Н. Комарова-Некипелова. Книга любви и гнева. 1

_________________________________________________________

Друзья автора (Соня и Виктор Сорокины), прочитавшие рукопись,
возвращают ее автору в виде книги –
глубоко тронутые и искренне восхищенные прочитанным.

==================================================

Уходят, уходят, уходят друзья…


Светлой памяти Нины Комаровой-Некипеловой

11 апреля 2008 года после тяжелой болезни скончалась Нина Некипелова (урожд. Комарова), изумительной души Человек, наш ближайший друг и соратница по правозащитному движению…

В память о ней мы решили ознакомить читателей сайта Проза.ру с потрясающей книгой, которую Нина написала (а мы ее издали) еще в 1994 году под значащим названием «Книга любви и гнева».

Родилась Нина 6 октября 1937 года в Москве. По профессии инженер-химик, фармацевт. Работала старшим лаборантом в Лаборатории биохимии растений Никитского ботанического сада (Ялта), сменным инженером на витаминном заводе (Умань), аптекарем (в пос. Фирсановка, Московск. обл.; Камешково, Владим. обл.; Фрязино, Московск. обл.). В Париже, куда они вместе с мужем и двумя детьми эмигрировали, работала корректором в газете «Русская мысль».

Ее муж, Виктор Некипелов, умер 1 июля 1989 года в Кретее (пригород Парижа). По профессии тоже инженер-химик.  Образование имел среднее медицинское (работал в Омском военно-медицинском училище), фармацевтическое (работал в Харьковском фармацевтическом  институте) и филологическое (окончил Московский литературный институт).

Он был известным правозащитником, членом Московской общественной группы содействия выполнению Хельсинкских соглашений, талантливым поэтом, публицистом, почетным членом американского ПЕН-Клуба. Посмертно был награжден Литовским правительством Орденом Креста VYTIS (за подписание в 1979 г. Меморандума по поводу оккупации СССР Балтийских стран).

В 1973 году был приговорен к двум годам заключения за правозащитную деятельность, в 1979 году – к семи годам плюс пяти годам ссылки. Освобожден в 1987 году – в тяжело и безнадежно больном состоянии. В том же году они всей семьей эмигрировали во Францию.

Вот ему-то и посвящена была Ниной «Книга любви и гнева» – душераздирающая и потрясающая.


Соня и Виктор Сорокины

===================================================

Нина Комарова. КНИГА ЛЮБВИ И ГНЕВА. 1.
__________________________________________________________


Твоей светлой памяти, Ви.

***

Первый курс института – мое собственное осмысливание жизни.
По окончании школы вдруг зачеркнула свою давнишнюю мечту – поступить на мехмат университета. Возможно, потому что чувствовала свою неподготовленность, а, возможно, была во мне некоторая амбициозность. Сейчас понимаю, что все – от плохого воспитания и дома и вне дома, когда насыщали нас красивыми мечтами, романтикой подвигов и т.д. и т.д. "Изменив" математике, я решила поступить в Менделеевский химико-технологический институт в Москве.

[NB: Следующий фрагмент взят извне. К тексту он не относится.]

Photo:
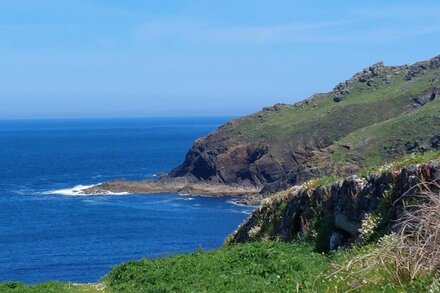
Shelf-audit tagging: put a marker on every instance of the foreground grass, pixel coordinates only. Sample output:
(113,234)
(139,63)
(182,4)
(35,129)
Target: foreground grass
(253,267)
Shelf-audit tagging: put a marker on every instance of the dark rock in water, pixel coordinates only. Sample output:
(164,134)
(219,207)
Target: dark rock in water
(284,145)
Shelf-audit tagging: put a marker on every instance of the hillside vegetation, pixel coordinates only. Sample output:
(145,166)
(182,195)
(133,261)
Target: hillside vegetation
(380,114)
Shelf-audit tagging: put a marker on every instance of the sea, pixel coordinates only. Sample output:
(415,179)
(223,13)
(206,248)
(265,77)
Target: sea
(48,231)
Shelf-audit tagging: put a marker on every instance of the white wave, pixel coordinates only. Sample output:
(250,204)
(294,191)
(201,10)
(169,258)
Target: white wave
(78,190)
(233,202)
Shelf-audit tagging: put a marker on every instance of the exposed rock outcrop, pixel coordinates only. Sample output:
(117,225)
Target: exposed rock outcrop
(336,212)
(285,145)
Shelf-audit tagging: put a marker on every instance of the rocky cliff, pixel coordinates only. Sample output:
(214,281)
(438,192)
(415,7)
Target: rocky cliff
(333,215)
(379,114)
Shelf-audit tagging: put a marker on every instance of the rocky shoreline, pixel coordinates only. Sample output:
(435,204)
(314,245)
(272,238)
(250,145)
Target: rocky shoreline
(245,195)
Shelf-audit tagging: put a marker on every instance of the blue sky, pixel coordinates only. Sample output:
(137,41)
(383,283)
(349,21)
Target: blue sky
(112,58)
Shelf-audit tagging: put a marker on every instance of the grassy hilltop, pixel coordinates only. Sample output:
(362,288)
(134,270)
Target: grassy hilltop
(380,114)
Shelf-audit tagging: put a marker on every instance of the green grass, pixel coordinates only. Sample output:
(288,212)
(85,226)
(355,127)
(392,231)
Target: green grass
(252,267)
(51,287)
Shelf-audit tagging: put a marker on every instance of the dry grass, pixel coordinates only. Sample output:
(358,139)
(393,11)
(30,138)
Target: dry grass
(410,253)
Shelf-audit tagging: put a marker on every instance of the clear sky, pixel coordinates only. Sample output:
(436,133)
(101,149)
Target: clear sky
(108,58)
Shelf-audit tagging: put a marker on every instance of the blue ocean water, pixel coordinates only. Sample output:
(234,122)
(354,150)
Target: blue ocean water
(48,234)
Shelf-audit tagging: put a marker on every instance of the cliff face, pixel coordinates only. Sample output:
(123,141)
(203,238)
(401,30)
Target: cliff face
(334,214)
(379,114)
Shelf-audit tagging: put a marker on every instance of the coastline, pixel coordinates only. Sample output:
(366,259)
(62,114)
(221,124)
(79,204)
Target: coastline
(245,195)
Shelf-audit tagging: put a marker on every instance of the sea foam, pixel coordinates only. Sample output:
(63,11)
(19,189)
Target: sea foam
(78,190)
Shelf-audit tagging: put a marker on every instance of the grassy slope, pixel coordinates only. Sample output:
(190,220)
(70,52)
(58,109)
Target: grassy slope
(254,267)
(325,120)
(386,140)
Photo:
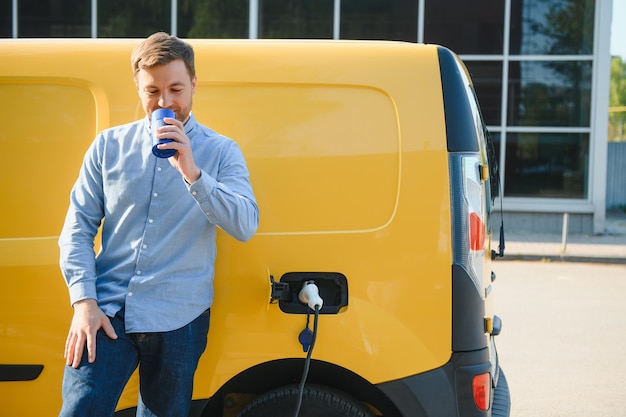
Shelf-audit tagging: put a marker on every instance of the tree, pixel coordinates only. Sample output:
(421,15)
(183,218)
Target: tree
(617,100)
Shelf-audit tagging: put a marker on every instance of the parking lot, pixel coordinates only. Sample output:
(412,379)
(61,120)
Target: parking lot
(563,343)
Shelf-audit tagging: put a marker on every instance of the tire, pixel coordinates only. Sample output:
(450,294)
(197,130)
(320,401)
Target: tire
(316,402)
(501,398)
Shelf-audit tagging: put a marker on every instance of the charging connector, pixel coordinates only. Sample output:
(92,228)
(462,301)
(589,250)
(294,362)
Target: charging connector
(310,295)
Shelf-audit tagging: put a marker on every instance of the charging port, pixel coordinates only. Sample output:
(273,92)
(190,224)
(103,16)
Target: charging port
(332,289)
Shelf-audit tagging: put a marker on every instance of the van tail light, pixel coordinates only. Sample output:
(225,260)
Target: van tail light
(481,386)
(477,232)
(469,214)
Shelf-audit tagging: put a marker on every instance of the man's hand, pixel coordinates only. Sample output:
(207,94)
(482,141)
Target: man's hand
(183,159)
(87,320)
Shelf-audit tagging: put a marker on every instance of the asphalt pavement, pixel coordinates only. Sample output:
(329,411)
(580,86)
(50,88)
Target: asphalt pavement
(608,247)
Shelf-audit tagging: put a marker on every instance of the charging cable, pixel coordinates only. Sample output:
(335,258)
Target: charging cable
(309,295)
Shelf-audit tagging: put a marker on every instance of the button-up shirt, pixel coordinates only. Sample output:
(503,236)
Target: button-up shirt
(158,233)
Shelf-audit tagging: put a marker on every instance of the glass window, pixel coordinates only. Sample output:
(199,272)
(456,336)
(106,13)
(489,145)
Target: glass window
(549,93)
(547,165)
(379,19)
(466,27)
(54,19)
(545,27)
(213,19)
(133,19)
(6,19)
(312,19)
(487,79)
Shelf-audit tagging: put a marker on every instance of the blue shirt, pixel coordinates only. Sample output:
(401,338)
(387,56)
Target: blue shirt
(158,245)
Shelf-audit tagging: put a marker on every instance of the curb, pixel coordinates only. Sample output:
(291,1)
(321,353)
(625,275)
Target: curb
(562,258)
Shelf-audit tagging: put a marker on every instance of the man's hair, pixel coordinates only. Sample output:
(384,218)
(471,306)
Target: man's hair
(159,49)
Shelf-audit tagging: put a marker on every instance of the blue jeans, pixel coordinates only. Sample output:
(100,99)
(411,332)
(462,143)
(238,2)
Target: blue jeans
(167,363)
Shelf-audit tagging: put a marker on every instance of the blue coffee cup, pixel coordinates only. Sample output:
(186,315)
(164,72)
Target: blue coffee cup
(157,121)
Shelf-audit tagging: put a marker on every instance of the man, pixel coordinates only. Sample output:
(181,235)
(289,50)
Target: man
(145,299)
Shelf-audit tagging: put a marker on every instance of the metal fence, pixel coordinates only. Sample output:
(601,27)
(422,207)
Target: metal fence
(616,175)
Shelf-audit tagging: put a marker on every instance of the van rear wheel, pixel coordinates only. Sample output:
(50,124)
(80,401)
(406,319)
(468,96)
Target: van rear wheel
(316,402)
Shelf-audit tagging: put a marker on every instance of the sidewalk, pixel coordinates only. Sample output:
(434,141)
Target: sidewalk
(609,247)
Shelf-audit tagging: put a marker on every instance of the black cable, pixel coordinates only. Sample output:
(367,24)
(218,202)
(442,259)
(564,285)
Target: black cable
(307,361)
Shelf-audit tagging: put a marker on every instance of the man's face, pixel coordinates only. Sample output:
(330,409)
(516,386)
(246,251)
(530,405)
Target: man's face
(166,86)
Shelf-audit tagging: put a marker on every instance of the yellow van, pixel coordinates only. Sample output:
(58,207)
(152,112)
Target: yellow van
(375,179)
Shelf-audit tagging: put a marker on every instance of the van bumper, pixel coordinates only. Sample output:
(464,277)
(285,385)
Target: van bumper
(442,392)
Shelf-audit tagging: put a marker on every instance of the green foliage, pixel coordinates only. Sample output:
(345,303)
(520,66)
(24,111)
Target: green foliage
(617,100)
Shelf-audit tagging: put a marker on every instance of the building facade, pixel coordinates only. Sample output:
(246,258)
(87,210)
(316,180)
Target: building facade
(541,69)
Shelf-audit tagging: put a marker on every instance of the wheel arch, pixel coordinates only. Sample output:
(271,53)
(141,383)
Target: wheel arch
(247,385)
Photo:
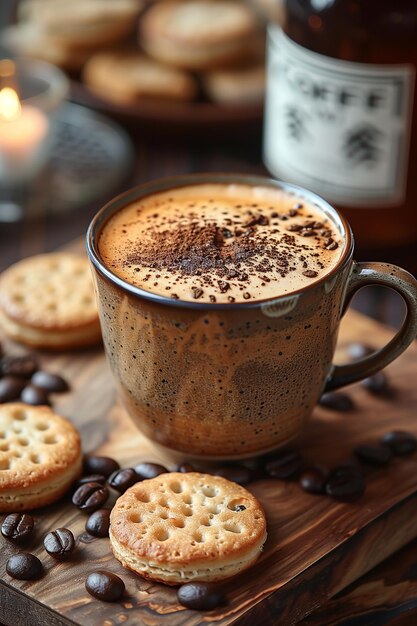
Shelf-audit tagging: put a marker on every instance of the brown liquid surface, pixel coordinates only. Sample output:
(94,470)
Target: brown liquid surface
(220,243)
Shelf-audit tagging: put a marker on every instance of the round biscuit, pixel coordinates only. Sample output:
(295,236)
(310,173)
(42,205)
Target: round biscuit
(81,23)
(28,39)
(187,527)
(40,456)
(136,77)
(198,34)
(48,301)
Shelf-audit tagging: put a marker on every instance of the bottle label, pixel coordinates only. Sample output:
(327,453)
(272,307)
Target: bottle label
(338,128)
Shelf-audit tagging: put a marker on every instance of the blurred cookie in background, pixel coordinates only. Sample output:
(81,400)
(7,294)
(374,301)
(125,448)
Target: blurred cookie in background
(199,34)
(82,23)
(27,39)
(67,33)
(245,85)
(127,76)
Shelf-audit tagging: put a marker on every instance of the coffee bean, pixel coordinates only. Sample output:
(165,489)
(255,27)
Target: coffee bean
(100,465)
(90,497)
(50,382)
(184,468)
(373,454)
(59,544)
(378,385)
(92,478)
(337,401)
(286,465)
(358,351)
(149,470)
(313,480)
(105,586)
(22,366)
(400,442)
(122,479)
(17,527)
(34,395)
(24,566)
(345,483)
(98,523)
(11,388)
(200,596)
(236,473)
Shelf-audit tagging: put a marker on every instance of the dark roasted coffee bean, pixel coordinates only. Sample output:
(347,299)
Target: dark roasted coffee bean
(105,586)
(184,468)
(122,479)
(34,395)
(345,483)
(358,351)
(286,465)
(400,442)
(24,566)
(149,470)
(11,388)
(373,454)
(337,401)
(59,544)
(313,480)
(90,497)
(49,382)
(17,527)
(98,523)
(378,385)
(100,465)
(92,478)
(22,366)
(201,596)
(236,473)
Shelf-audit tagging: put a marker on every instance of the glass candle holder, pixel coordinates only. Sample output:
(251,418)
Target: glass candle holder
(31,93)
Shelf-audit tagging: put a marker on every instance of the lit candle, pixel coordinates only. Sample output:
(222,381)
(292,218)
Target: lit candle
(22,128)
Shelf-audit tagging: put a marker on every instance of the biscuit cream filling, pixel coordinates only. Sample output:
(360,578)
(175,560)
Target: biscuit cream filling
(200,569)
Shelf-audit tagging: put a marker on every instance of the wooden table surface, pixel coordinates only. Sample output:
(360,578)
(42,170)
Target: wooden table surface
(388,594)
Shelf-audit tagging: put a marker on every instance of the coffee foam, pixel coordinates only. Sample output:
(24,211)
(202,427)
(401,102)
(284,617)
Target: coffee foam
(220,243)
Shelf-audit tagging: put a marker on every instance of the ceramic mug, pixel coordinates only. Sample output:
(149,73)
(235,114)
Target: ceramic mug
(235,380)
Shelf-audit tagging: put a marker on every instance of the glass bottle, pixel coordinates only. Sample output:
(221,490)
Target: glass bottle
(341,116)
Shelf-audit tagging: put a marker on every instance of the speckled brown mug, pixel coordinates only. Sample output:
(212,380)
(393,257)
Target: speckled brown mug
(235,380)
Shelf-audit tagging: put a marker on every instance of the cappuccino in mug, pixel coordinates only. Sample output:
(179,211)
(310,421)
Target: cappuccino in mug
(220,299)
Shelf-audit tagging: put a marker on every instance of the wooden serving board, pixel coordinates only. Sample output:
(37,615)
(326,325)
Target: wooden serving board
(315,547)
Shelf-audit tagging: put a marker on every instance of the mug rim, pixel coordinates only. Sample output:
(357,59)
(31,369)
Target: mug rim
(184,180)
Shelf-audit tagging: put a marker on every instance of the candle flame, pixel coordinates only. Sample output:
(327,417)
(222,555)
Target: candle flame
(10,107)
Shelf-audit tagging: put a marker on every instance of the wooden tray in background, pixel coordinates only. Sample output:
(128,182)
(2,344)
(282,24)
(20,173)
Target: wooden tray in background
(315,546)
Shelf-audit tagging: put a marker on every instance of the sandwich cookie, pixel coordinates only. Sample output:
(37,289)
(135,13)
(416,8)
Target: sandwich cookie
(179,527)
(40,456)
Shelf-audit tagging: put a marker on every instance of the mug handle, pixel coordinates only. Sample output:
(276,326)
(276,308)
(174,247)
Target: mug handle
(405,284)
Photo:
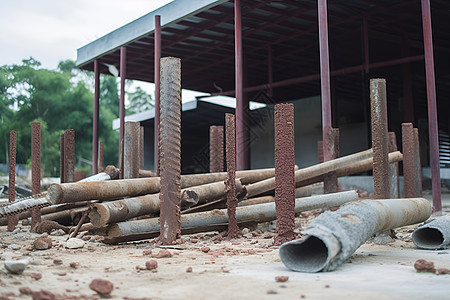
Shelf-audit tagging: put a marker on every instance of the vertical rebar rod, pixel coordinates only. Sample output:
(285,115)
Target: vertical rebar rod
(324,76)
(170,150)
(35,169)
(69,155)
(215,149)
(432,109)
(408,160)
(330,182)
(131,150)
(95,118)
(61,158)
(284,173)
(393,168)
(379,138)
(123,75)
(157,90)
(230,182)
(101,162)
(141,147)
(417,164)
(14,219)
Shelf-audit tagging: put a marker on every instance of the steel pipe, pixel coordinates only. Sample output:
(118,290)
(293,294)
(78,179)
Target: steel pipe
(434,234)
(143,229)
(333,236)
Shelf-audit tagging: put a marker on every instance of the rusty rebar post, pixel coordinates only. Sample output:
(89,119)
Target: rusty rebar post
(330,181)
(230,182)
(61,158)
(35,169)
(101,162)
(379,138)
(141,147)
(408,160)
(12,220)
(131,150)
(393,168)
(69,155)
(417,165)
(215,149)
(170,150)
(284,173)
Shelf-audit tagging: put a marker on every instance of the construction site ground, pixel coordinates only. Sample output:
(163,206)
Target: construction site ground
(243,268)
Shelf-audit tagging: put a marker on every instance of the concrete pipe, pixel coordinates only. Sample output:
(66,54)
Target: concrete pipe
(434,234)
(333,236)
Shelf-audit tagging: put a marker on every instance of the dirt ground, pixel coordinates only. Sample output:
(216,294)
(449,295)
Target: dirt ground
(244,268)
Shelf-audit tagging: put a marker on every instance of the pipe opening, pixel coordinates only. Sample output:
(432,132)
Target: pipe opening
(428,238)
(309,254)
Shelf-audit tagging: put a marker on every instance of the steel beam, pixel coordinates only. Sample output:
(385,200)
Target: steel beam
(157,77)
(432,110)
(95,118)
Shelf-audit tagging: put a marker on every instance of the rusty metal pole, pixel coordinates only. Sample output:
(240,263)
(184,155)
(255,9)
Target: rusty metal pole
(141,147)
(95,118)
(69,155)
(215,149)
(131,150)
(61,158)
(417,165)
(241,129)
(324,77)
(284,173)
(157,91)
(123,75)
(393,168)
(408,160)
(170,150)
(330,182)
(379,138)
(432,109)
(230,182)
(35,169)
(101,163)
(12,220)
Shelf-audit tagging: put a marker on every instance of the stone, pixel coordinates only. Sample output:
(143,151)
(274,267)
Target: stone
(74,243)
(42,243)
(101,286)
(16,266)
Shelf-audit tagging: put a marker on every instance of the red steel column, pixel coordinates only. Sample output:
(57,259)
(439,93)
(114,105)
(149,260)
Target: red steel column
(95,118)
(157,90)
(14,219)
(123,74)
(324,76)
(432,110)
(242,162)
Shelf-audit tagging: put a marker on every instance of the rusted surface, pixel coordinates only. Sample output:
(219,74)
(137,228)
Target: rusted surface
(61,158)
(101,162)
(131,158)
(12,220)
(216,149)
(69,155)
(417,165)
(170,150)
(393,168)
(408,160)
(230,182)
(330,181)
(379,138)
(35,169)
(284,173)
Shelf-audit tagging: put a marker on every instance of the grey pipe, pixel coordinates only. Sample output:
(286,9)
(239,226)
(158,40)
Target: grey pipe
(434,234)
(333,236)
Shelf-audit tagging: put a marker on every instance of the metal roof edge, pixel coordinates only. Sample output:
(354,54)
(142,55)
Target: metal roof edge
(142,26)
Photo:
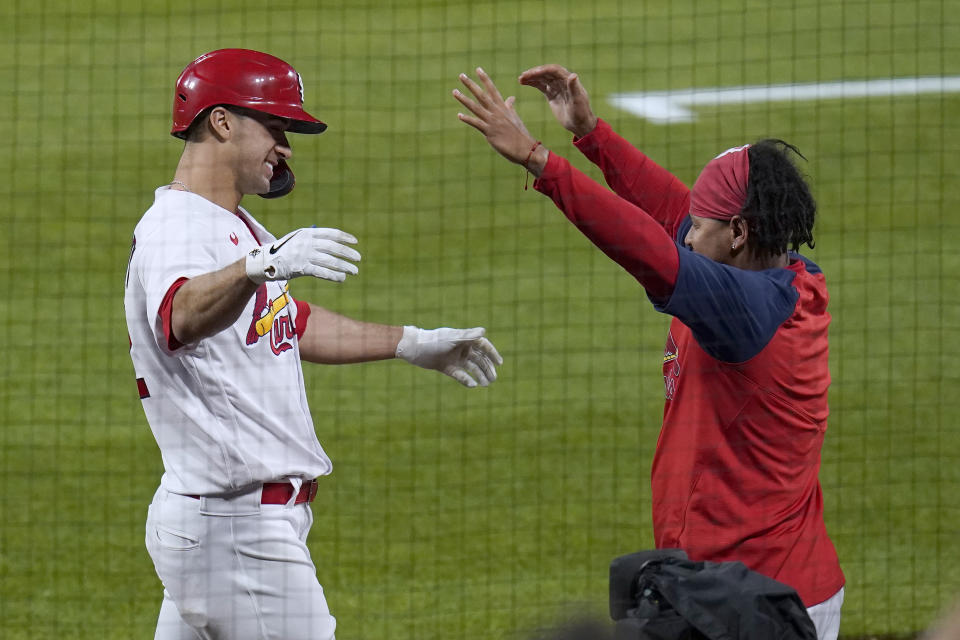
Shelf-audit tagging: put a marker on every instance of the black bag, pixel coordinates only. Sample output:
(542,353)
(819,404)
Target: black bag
(661,595)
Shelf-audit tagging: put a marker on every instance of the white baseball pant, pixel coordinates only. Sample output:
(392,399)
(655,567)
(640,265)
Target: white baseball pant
(235,569)
(826,616)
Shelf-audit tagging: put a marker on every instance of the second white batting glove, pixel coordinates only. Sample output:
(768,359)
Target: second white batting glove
(304,252)
(463,354)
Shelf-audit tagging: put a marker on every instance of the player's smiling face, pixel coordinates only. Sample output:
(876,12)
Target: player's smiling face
(262,143)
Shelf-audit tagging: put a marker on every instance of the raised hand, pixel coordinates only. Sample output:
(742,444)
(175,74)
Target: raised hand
(497,120)
(567,98)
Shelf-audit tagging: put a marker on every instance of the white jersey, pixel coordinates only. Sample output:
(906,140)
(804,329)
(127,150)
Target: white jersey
(229,411)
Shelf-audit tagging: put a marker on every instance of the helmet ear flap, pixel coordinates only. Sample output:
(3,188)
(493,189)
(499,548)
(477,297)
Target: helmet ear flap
(282,181)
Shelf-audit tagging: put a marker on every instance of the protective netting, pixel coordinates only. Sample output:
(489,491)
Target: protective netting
(455,514)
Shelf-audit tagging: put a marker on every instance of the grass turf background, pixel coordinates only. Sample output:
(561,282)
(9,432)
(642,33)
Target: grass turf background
(450,513)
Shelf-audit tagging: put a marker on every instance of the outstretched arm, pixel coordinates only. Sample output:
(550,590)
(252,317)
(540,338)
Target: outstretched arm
(621,230)
(628,171)
(463,354)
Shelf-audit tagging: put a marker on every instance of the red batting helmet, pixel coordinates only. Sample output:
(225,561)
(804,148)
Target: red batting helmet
(243,78)
(250,79)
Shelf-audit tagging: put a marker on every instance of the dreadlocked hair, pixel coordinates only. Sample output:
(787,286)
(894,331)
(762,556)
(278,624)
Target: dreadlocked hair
(779,208)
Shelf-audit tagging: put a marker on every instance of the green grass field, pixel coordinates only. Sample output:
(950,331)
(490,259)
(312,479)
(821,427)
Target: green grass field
(456,514)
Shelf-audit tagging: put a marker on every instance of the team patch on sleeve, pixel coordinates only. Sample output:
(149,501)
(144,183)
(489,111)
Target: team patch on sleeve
(671,367)
(142,388)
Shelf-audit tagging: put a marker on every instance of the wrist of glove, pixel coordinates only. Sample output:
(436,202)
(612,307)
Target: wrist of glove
(305,252)
(463,354)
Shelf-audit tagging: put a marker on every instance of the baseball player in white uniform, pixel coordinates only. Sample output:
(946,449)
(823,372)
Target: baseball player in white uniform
(217,340)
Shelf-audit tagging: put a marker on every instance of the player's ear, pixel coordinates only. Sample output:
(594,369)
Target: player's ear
(739,232)
(221,122)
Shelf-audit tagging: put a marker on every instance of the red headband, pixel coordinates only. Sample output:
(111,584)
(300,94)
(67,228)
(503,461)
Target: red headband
(721,188)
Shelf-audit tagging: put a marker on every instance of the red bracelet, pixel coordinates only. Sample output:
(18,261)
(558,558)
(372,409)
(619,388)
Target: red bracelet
(526,181)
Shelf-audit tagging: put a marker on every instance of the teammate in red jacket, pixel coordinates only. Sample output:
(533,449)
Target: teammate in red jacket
(745,365)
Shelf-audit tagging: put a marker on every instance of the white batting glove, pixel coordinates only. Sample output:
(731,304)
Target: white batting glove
(463,354)
(304,252)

Но и с Менделеевским институтом ничего не вышло. У меня попросту приемная комиссия не взяла документы по причине отсутствия в паспорте прописки (уверенная, что возвращаться не придется, я выписалась из Крыма). Во временной прописке в Москве отказали из-за того, что я не имела вызова из института для сдачи экзаменов. Откуда мне было знать все эти "тонкости" жизни? И никто из близких не подсказал. Видимо, тоже невдомек.

В общем, пришлось-таки вернуться домой, и так как время было потеряно, а год сидеть без дела невозможно, я пошла в парковые рабочие. Но первое открытие я сделала.
Не всегда твои мотивы и твоя логика совпадают с имеющимися в обществе правилами, законами.

Второе открытие случилось очень быстро. Меня пригласили как члена бюро комсомольской организации в Н.Магараче на партийное собрание, где читалось "Закрытое письмо", разоблачающее культ личности Сталина. Я впервые была на таком серьезном собрании, среди очень серьезных людей – строгих, подтянутых как будто – ни шутки, ни улыбки...

После прочтения письма наступило молчание, долгое, и уже рвалось наружу: чего же вы молчите?!.. как секретарь парторганизации предложила своим мягким с необычным выговором "р" голосом: "Есть предложение – осудить культ личности Сталина". Помню, меня поразило тогда единодушное, какое-то суетливое, боязливое и вместе – радостное общее согласие: осудить. По глазам присутствующих было видно, что они обо всем, о чем говорилось в письме, знали. Но как же так!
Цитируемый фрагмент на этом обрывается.